Hint: The question asks to compute the value of \(R^2\), but you might be able to find it already computed somewhere (so much stuff is already in summary()
of the model.
Testing Model Utility: \(F\) Statistic
To test if the model is useful — that is, if the explanatory variable is a useful predictor of the response — we test the following hypotheses:
\[ \begin{aligned} H_0 &: \text{the model is ineffective, } b_1 = 0 \\ H_1 &: \text{the model is effective, } b_1 \neq 0 \end{aligned} \] The relevant test-statistic is the F-statistic:
\[ \begin{split} F = \frac{MS_{Model}}{MS_{Residual}} = \frac{SS_{Model} / 1}{SS_{Residual} / (n-2)} \end{split} \]
which compares the amount of variation in the response explained by the model to the amount of variation left unexplained in the residuals.
The sample F-statistic is compared to an F-distribution with \(df_{1} = 1\) and \(df_{2} = n - 2\) degrees of freedom.1
Look at the output of summary()
of your model. Identify the relevant information to conduct an F-test against the null hypothesis that the model is ineffective at predicting income using education level.
Let’s suppose that instead of having measured education in years, we had data instead on “Obtained College Degree: Yes/No.” Our explanatory variable would be binary categorical (think back to our discussion of types of data).
Let us pretend that everyone with >18 years of education has a college degree:
<-
riverview %>%
riverview mutate(
degree = ifelse(education > 18, "Yes", "No")
)
We may then plot our relationship as a boxplot.
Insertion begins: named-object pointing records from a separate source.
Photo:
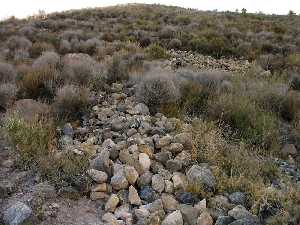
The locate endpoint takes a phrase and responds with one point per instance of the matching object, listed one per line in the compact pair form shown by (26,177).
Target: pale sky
(24,8)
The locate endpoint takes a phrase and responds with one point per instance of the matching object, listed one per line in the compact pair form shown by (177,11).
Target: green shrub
(155,51)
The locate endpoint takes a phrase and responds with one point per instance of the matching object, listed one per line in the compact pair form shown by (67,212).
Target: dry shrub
(7,73)
(157,89)
(70,103)
(39,83)
(80,69)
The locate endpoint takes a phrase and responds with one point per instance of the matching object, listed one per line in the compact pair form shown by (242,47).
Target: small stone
(240,212)
(174,165)
(144,161)
(112,203)
(189,213)
(98,195)
(16,214)
(147,194)
(205,219)
(163,156)
(201,176)
(175,218)
(201,205)
(179,181)
(119,181)
(237,198)
(169,188)
(97,176)
(131,174)
(224,220)
(142,109)
(187,198)
(288,149)
(145,179)
(174,148)
(164,141)
(169,202)
(133,196)
(110,219)
(158,183)
(100,187)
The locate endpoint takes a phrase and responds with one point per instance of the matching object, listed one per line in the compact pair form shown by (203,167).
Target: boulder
(174,218)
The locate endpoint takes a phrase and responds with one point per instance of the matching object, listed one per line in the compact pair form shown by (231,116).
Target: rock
(133,196)
(119,181)
(102,162)
(144,161)
(189,213)
(112,203)
(174,148)
(288,149)
(201,205)
(158,183)
(245,221)
(145,179)
(142,109)
(141,213)
(110,219)
(175,218)
(163,156)
(240,212)
(164,141)
(169,188)
(147,194)
(174,165)
(100,187)
(205,219)
(7,187)
(187,198)
(224,220)
(179,181)
(237,198)
(16,214)
(185,139)
(98,195)
(68,130)
(169,202)
(131,174)
(97,176)
(201,176)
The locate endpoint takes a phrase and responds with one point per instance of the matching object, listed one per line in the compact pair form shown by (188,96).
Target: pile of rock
(141,167)
(202,62)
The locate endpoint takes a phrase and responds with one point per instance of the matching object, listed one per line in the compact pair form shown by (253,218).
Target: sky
(24,8)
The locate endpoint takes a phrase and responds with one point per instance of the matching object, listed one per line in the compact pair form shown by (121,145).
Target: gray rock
(169,202)
(174,165)
(158,183)
(201,176)
(119,181)
(97,176)
(145,179)
(163,156)
(16,214)
(147,194)
(240,212)
(189,213)
(175,218)
(224,220)
(142,109)
(237,198)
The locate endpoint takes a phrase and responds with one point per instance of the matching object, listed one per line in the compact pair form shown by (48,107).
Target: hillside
(149,115)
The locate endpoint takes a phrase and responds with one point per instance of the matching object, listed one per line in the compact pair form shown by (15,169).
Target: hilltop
(149,115)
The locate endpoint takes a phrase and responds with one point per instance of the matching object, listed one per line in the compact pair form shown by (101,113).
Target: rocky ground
(141,168)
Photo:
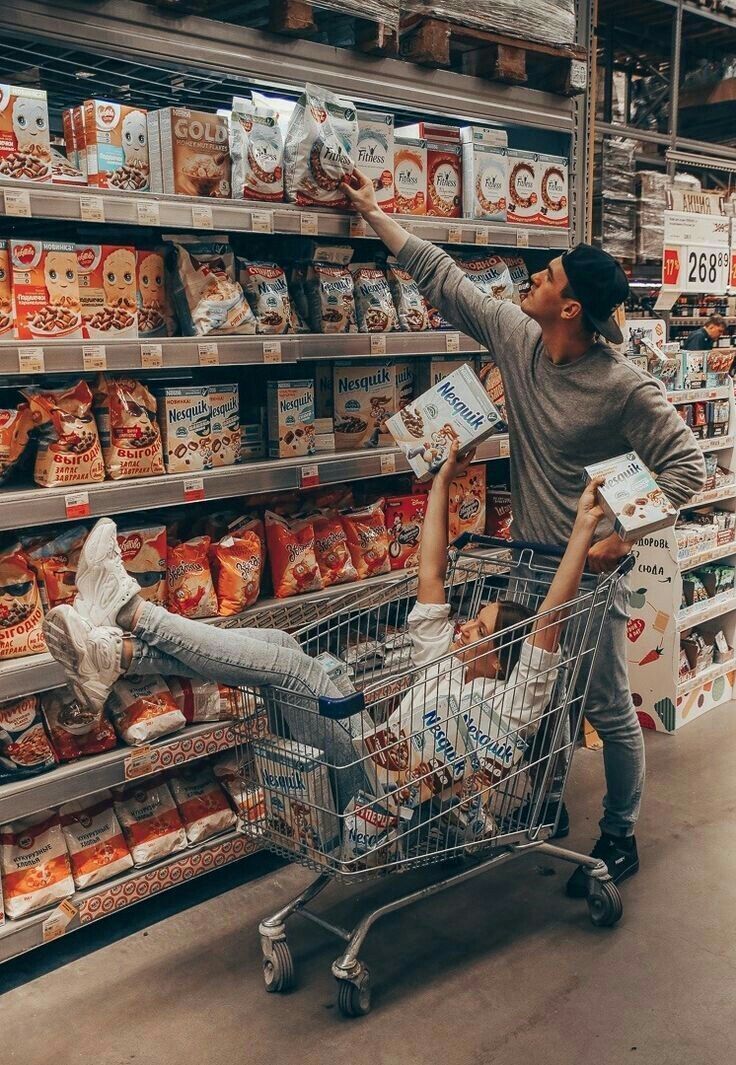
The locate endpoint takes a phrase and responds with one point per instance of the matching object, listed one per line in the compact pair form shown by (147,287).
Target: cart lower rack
(459,758)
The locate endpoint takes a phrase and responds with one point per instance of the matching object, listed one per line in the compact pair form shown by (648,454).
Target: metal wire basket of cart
(421,766)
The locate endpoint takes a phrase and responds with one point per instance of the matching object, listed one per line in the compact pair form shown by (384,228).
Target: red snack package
(189,579)
(404,521)
(368,540)
(332,553)
(291,550)
(236,563)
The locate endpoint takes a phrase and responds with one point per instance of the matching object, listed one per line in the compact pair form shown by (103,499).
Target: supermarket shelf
(724,551)
(68,357)
(240,216)
(79,779)
(19,936)
(27,507)
(699,612)
(700,395)
(716,495)
(707,676)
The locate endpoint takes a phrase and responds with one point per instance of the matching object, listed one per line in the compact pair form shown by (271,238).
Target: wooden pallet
(437,43)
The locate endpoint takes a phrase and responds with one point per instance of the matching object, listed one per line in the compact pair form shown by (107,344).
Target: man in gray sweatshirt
(571,400)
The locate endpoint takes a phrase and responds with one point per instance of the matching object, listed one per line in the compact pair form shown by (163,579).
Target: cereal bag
(236,563)
(129,432)
(265,288)
(291,551)
(25,749)
(95,841)
(150,821)
(404,521)
(35,865)
(69,449)
(189,579)
(144,553)
(332,553)
(319,149)
(61,715)
(202,804)
(368,540)
(330,293)
(20,610)
(54,564)
(144,708)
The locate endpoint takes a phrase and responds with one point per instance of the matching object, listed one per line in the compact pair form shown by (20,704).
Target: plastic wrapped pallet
(551,21)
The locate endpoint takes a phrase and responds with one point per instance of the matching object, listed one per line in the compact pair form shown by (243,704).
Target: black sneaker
(621,857)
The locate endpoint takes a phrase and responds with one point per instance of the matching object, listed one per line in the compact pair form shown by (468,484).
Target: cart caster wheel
(354,1000)
(605,905)
(278,969)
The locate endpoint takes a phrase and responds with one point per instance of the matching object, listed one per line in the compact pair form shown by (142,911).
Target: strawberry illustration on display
(653,656)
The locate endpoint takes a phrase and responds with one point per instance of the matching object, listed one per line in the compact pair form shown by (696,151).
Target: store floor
(504,969)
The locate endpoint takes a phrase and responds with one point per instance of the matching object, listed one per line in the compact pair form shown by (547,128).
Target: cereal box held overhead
(631,496)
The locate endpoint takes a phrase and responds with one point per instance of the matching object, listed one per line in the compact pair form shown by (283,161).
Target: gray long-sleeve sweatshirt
(560,418)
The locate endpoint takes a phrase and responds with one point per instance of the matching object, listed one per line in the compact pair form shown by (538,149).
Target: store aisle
(504,969)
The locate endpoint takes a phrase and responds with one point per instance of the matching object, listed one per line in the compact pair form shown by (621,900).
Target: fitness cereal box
(631,496)
(25,142)
(291,419)
(107,291)
(116,146)
(46,300)
(457,408)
If you want to see the individual points, you could always “jitter” them (right-hand plot below)
ggplot(riverview, aes(x = degree, y = income)) +
geom_boxplot() +
ggplot(riverview, aes(x = degree, y = income)) +
geom_jitter(height=0, width=.05)
Binary predictors in linear regression
We can include categorical predictors in a linear regression, but the interpretation of the coefficients is very specific. Whereas we talked about coefficients being interpreted as “the change in \(y\) associated with a 1-unit increase in \(x\),” for categorical explanatory variables, coefficients can be considered to examine differences in group means. However, they are actually doing exactly the same thing - the model is simply translating the levels (like “Yes”/“No”) in to 0s and 1s!
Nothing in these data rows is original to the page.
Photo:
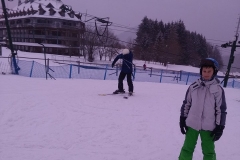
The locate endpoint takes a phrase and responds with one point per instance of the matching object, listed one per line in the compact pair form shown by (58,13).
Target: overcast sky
(214,19)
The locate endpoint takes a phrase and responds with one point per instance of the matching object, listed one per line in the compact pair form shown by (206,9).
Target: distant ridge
(127,35)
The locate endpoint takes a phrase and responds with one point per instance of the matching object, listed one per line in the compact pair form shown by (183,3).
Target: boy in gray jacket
(203,112)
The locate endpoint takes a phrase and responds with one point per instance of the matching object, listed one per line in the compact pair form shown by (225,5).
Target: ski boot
(130,93)
(118,91)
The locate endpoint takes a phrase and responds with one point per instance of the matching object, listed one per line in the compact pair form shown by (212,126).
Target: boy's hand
(217,132)
(183,125)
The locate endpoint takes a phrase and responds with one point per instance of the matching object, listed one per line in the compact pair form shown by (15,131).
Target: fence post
(161,76)
(187,78)
(70,74)
(233,83)
(134,73)
(180,75)
(117,71)
(31,69)
(105,72)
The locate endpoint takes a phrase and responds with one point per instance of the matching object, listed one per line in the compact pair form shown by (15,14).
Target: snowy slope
(66,119)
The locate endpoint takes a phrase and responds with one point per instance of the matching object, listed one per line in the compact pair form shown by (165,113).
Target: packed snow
(67,119)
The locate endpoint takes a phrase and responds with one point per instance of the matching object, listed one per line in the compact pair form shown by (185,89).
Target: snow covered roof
(44,9)
(38,45)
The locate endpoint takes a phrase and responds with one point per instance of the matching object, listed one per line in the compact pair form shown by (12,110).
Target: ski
(110,94)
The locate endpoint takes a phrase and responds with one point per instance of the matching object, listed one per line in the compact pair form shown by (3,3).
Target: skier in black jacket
(127,57)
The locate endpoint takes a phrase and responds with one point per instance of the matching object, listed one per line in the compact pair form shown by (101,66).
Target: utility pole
(9,37)
(231,59)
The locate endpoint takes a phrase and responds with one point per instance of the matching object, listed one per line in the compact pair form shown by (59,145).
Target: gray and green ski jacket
(204,105)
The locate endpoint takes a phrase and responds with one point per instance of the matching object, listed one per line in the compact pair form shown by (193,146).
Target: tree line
(172,43)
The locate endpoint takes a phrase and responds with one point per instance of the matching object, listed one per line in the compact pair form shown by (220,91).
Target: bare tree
(91,42)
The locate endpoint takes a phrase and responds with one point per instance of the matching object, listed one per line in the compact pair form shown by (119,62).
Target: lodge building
(48,23)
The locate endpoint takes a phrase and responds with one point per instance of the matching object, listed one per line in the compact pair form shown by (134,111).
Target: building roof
(38,45)
(43,9)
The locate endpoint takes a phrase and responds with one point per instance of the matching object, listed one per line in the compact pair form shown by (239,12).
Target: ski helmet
(125,51)
(209,62)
So while we may have in our dataframe a categorical predictor like the middle column “degree,” below, what is inputted into our model is more like the third column, “isYes.”
## # A tibble: 32 x 3
## income degree isYes
## <dbl> <chr> <dbl>
## 1 50.3 No 0
## 2 32.6 No 0
## 3 65.1 Yes 1
## 4 54.7 Yes 1
## 5 56.0 Yes 1
## 6 38.6 No 0
## 7 60.1 No 0
## 8 61.6 Yes 1
## 9 34.2 No 0
## 10 70.0 Yes 1
## # ... with 22 more rows
Our coefficients are just the same as before. The intercept is where our predictor equals zero, and the slope is the change in our outcome variable associated with a 1-unit change in our predictor.
However, “zero” for this predictor variable now corresponds to a whole level. This is known as the “reference level.” Accordingly, the 1-unit change in our predictor (the move from “zero” to “one”) corresponds to the difference between the two levels.
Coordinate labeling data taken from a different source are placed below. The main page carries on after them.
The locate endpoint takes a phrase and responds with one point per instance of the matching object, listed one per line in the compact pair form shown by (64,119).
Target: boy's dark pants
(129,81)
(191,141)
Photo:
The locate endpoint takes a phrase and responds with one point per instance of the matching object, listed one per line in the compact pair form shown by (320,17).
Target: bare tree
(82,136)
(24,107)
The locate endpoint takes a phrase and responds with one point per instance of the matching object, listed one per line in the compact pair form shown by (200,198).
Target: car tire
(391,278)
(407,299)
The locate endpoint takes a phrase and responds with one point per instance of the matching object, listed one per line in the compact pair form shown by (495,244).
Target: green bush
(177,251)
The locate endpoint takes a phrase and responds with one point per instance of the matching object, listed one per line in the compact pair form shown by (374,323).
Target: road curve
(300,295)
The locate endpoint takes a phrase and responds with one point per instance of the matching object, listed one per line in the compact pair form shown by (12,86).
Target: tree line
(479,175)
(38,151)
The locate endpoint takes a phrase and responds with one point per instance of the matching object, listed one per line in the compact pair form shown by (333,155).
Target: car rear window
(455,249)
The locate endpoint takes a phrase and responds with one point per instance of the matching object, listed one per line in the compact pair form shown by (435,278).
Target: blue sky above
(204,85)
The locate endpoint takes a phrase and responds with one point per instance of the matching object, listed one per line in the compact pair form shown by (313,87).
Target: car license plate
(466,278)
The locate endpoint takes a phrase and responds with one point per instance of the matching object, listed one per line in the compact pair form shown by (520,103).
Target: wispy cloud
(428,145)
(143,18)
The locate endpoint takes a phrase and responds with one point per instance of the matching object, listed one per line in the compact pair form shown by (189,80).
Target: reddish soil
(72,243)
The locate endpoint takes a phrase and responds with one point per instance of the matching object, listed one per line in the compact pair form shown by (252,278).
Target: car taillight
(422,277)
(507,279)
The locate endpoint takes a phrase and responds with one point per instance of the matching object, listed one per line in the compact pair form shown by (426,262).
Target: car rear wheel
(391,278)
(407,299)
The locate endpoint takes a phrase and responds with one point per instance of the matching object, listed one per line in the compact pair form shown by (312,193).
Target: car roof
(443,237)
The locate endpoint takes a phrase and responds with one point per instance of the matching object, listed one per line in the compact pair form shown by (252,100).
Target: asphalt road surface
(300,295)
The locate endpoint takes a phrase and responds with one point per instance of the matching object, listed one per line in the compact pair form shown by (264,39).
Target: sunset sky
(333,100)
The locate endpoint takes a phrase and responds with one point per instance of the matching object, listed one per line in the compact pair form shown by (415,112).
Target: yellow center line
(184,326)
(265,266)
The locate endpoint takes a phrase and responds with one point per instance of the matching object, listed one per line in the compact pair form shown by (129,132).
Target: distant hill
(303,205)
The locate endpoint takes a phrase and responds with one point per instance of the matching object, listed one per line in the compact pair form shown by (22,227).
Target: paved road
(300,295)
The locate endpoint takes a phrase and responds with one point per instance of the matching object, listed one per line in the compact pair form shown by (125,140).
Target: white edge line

In this next block of exercises, we move from the simple linear regression model (one outcome variable, one explanatory variable) to the multiple regression model (one outcome variable, multiple explanatory variables).
Everything we just learned about simple linear regression can be extended (with minor modification) to the multiple regression model. The key conceptual difference is that for simple linear regression we think of the distribution of errors at some fixed value of the explanatory variable, and for multiple linear regression, we think about the distribution of errors at fixed set of values for all our explanatory variables.
Model formula
For multiple linear regression, the model formula is an extension of the one predictor (“simple”) regression model, to include any number of predictors:
\[
y = b_0 \ + \ b_1 x_1 \ + \ b_2 x_2 \ + \ ... \ + b_k x_k \ + \ \epsilon \\
\quad \\
\text{where} \quad \epsilon \sim N(0, \sigma) \text{ independently}
\]
In the model specified above,
Visual
Note that for simple linear regression we talked about our model as a line in 2 dimensions: the systematic part \(b_0 + b_1 x\) defined a line for \(\mu_y\) across the possible values of \(x\), with \(\epsilon\) as the random deviations from that line. But in multiple regression we have more than two variables making up our model.
In this particular case of three variables (one outcome + two explanatory), we can think of our model as a regression surface (See Figure 8). The systematic part of our model defines the surface across a range of possible values of both \(x_1\) and \(x_2\). Deviations from the surface are determined by the random error component, \(\hat \epsilon\).
Don’t worry about trying to figure out how to visualise it if we had any more explanatory variables! We can only concieve of 3 spatial dimensions. One could imagine this surface changing over time, which would bring in a 4th dimension, but beyond that, it’s not worth trying!.
Let’s imagine that some reseachers are interested in the relationship between psychological wellbeing and time spent outdoors. They know that other aspects of peoples’ lifestyles such as how much social interaction they have can influence their mental well-being. They would like to study whether there is a relationship between well-being and time spent outdoors after taking into account the relationship between well-being and social interactions.
To evaluate this hypothesis, we are going to fit the following model:
\[ Wellbeing = b_0 \ + \ b_1 \cdot Outdoor Time \ + \ b_2 \cdot Social Interactions \ + \ \epsilon \]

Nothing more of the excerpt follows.